Job loss findings have been supported by the most recent major study of the federal minimum wage, issued by the non-partisan Congressional Budget Office, which was validated by the chair of the Federal Reserve in testimony before Congress.
Commerce Lexington Inc. has a longstanding position of opposing local wage mandates that exceed state or federal guidelines because of the competitive disadvantage it would place on Lexington's economy and ability to create jobs. With relatively little existing research on local minimum wages, even some poverty experts are wary of this approach.
The estimated pricetag of $92 million annually for the $10.10 proposed wage will impact businesses and some workers negatively. And, it isn't Wall Street or rich stockholders who would foot the bill. The majority of companies are small businesses and many of them are locally owned, while others are nonprofits that already operate on shoestring budgets.
Urban County Council members have taken a positive first step by listening to business concerns and removing the particularly troubling provisions to tie future wage increases to the Consumer Price Index, (CPI) because of the lack of wage certainty this creates, especially during recessionary time periods.
However, other questions remain regarding the city's legal authority to enact local wage mandates, enforcement capabilities and application to businesses operating in multiple counties.
The Kentucky Supreme Court is considering the lawsuit filed against the city of Louisville for its ordinance. We urge council members to table a vote on a Lexington ordinance until this case is settled and legal questions are answered.
In the meantime, let's take this opportunity to gather community stakeholders around a complicated issue for more in-depth discussion of all policies to determine the best path forward to advance workers out of poverty.
Every day employers have skilled, high-wage jobs that go unfilled because we don't have the qualified workers. Rather than artificially inflating wages that lead to job loss, let's find ways to lift up low-income workers into careers with wages that will allow them to become homeowners, invest in post-secondary education and save for retirement.
Commerce Lexington recommends a focused study that would better clarify who would be impacted and how, and examining more effective solutions to poverty reduction, such as local payroll-tax abatements for lower-income workers as well as targeted education and training efforts.

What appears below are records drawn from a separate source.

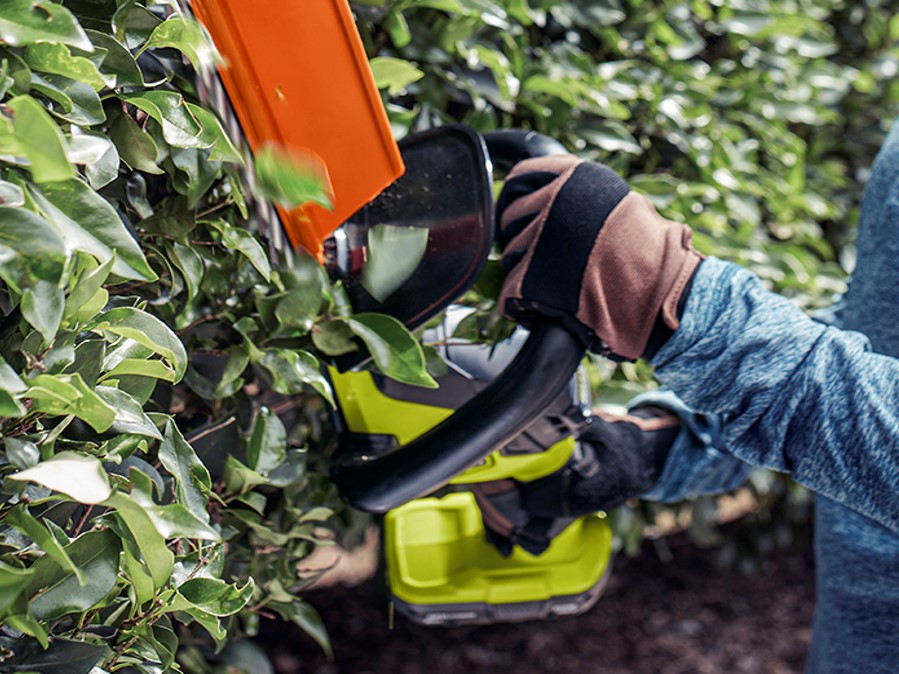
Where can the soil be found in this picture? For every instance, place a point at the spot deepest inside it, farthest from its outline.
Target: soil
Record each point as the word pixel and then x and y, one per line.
pixel 679 617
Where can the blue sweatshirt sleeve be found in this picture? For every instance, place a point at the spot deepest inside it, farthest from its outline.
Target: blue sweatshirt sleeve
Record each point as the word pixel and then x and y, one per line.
pixel 792 394
pixel 697 463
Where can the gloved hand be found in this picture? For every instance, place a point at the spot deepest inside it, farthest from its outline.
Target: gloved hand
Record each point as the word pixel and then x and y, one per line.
pixel 616 458
pixel 581 248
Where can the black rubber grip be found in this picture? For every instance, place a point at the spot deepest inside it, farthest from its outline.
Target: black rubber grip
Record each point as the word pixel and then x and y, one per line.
pixel 510 146
pixel 516 398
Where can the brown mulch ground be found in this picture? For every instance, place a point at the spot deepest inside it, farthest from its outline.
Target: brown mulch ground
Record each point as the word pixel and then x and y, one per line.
pixel 655 618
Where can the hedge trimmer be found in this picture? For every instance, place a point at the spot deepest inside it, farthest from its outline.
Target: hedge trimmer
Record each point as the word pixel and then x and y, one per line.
pixel 297 76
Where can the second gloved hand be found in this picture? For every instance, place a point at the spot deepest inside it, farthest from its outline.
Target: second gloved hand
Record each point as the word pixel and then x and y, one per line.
pixel 581 248
pixel 616 458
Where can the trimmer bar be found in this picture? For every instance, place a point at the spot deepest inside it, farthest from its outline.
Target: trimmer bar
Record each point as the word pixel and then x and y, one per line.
pixel 295 75
pixel 507 411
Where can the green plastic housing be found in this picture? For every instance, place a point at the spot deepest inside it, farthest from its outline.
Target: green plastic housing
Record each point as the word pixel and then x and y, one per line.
pixel 440 566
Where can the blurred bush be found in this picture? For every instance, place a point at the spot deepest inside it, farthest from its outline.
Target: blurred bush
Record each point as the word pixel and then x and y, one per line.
pixel 754 121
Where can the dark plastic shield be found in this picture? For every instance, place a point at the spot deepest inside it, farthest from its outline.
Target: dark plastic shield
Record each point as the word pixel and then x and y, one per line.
pixel 445 193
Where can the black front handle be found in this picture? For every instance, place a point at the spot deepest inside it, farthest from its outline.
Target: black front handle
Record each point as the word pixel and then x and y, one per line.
pixel 521 394
pixel 510 146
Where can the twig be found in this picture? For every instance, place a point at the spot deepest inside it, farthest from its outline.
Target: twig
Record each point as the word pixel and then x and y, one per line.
pixel 81 522
pixel 212 429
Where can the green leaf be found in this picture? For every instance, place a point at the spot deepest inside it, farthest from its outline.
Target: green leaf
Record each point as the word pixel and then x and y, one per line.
pixel 196 172
pixel 68 394
pixel 292 369
pixel 30 249
pixel 393 348
pixel 11 194
pixel 139 367
pixel 76 102
pixel 155 556
pixel 86 222
pixel 79 477
pixel 9 380
pixel 333 338
pixel 394 74
pixel 173 217
pixel 187 36
pixel 24 521
pixel 130 417
pixel 223 148
pixel 239 478
pixel 214 596
pixel 97 555
pixel 612 136
pixel 133 23
pixel 118 60
pixel 394 254
pixel 42 307
pixel 21 452
pixel 246 244
pixel 147 331
pixel 168 108
pixel 192 480
pixel 102 168
pixel 136 148
pixel 292 179
pixel 24 22
pixel 267 445
pixel 40 141
pixel 190 264
pixel 176 521
pixel 55 58
pixel 86 284
pixel 305 617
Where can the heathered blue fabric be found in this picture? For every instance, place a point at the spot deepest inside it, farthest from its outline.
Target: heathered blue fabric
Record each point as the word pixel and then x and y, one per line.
pixel 856 626
pixel 792 394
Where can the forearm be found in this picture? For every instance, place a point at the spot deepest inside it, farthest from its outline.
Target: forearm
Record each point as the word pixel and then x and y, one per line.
pixel 793 395
pixel 697 463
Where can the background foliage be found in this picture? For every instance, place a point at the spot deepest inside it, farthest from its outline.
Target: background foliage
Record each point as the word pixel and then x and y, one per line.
pixel 754 121
pixel 159 371
pixel 159 381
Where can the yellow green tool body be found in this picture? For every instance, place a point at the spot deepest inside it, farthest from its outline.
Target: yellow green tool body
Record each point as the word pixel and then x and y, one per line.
pixel 441 569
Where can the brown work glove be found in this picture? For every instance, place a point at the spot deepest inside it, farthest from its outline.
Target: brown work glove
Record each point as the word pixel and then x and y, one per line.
pixel 581 248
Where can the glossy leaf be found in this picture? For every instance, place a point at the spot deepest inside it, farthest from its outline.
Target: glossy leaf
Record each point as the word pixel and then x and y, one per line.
pixel 24 22
pixel 292 179
pixel 78 476
pixel 87 223
pixel 267 445
pixel 187 36
pixel 69 394
pixel 291 370
pixel 97 555
pixel 136 148
pixel 42 307
pixel 55 58
pixel 394 253
pixel 146 330
pixel 246 244
pixel 155 556
pixel 394 74
pixel 40 141
pixel 31 249
pixel 168 108
pixel 192 480
pixel 215 597
pixel 76 102
pixel 20 518
pixel 393 348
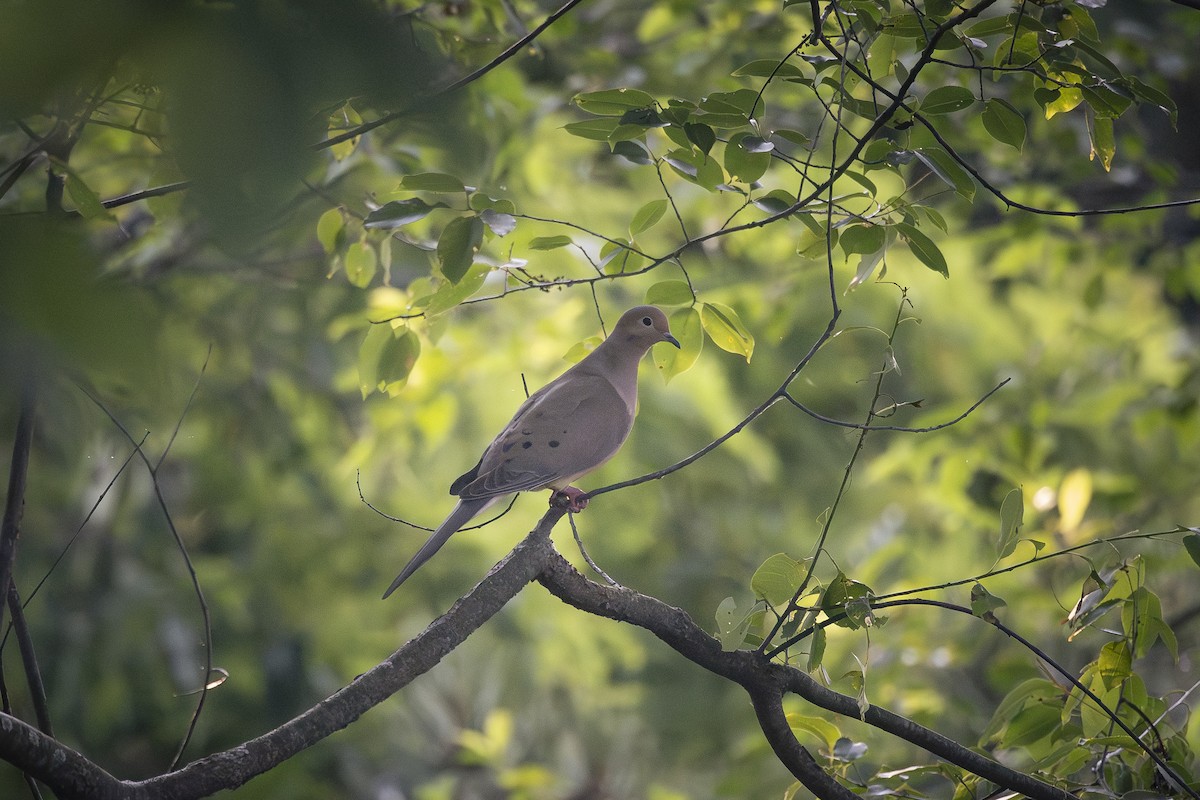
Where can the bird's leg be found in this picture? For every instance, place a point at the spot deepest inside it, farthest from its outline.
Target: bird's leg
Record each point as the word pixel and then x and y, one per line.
pixel 569 498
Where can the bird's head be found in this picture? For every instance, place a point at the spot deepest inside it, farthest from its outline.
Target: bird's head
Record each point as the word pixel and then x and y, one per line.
pixel 643 326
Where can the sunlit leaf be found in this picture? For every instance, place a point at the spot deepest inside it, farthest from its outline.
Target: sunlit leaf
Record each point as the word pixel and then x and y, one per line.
pixel 777 579
pixel 613 102
pixel 1104 145
pixel 942 164
pixel 1012 517
pixel 1074 495
pixel 984 603
pixel 845 750
pixel 501 224
pixel 1003 122
pixel 767 68
pixel 685 326
pixel 450 295
pixel 598 130
pixel 457 246
pixel 438 182
pixel 946 100
pixel 826 732
pixel 725 328
pixel 924 248
pixel 360 263
pixel 745 164
pixel 400 212
pixel 1192 545
pixel 669 293
pixel 331 230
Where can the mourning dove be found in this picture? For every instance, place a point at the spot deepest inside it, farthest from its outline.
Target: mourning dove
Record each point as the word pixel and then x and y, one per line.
pixel 564 431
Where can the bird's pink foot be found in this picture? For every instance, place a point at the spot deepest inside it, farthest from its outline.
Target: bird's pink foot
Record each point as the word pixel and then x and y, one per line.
pixel 570 498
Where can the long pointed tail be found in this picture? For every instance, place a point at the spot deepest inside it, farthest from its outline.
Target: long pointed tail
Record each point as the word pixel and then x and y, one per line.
pixel 457 518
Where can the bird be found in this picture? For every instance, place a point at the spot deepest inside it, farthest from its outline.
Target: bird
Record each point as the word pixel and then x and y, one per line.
pixel 563 431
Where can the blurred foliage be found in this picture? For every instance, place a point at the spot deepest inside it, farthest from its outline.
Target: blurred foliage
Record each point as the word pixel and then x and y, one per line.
pixel 313 292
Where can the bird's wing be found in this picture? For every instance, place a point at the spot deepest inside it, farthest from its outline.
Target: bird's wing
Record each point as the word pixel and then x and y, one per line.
pixel 567 429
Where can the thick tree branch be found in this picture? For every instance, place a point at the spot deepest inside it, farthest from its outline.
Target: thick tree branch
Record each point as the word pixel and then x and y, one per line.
pixel 15 500
pixel 754 672
pixel 768 707
pixel 71 775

Several cities offer training for low-income workers that leads to community college or university credentials for jobs in growing sectors. These efforts align support services to aid with education navigation, housing, child-care, transportation and other barriers to employment to help workers achieve maximum wages.
Commerce Lexington is committed to continuing to work with council members to find alternative policy solutions that will help lift families out of poverty without hurting local job providers and placing Lexington at a competitive disadvantage.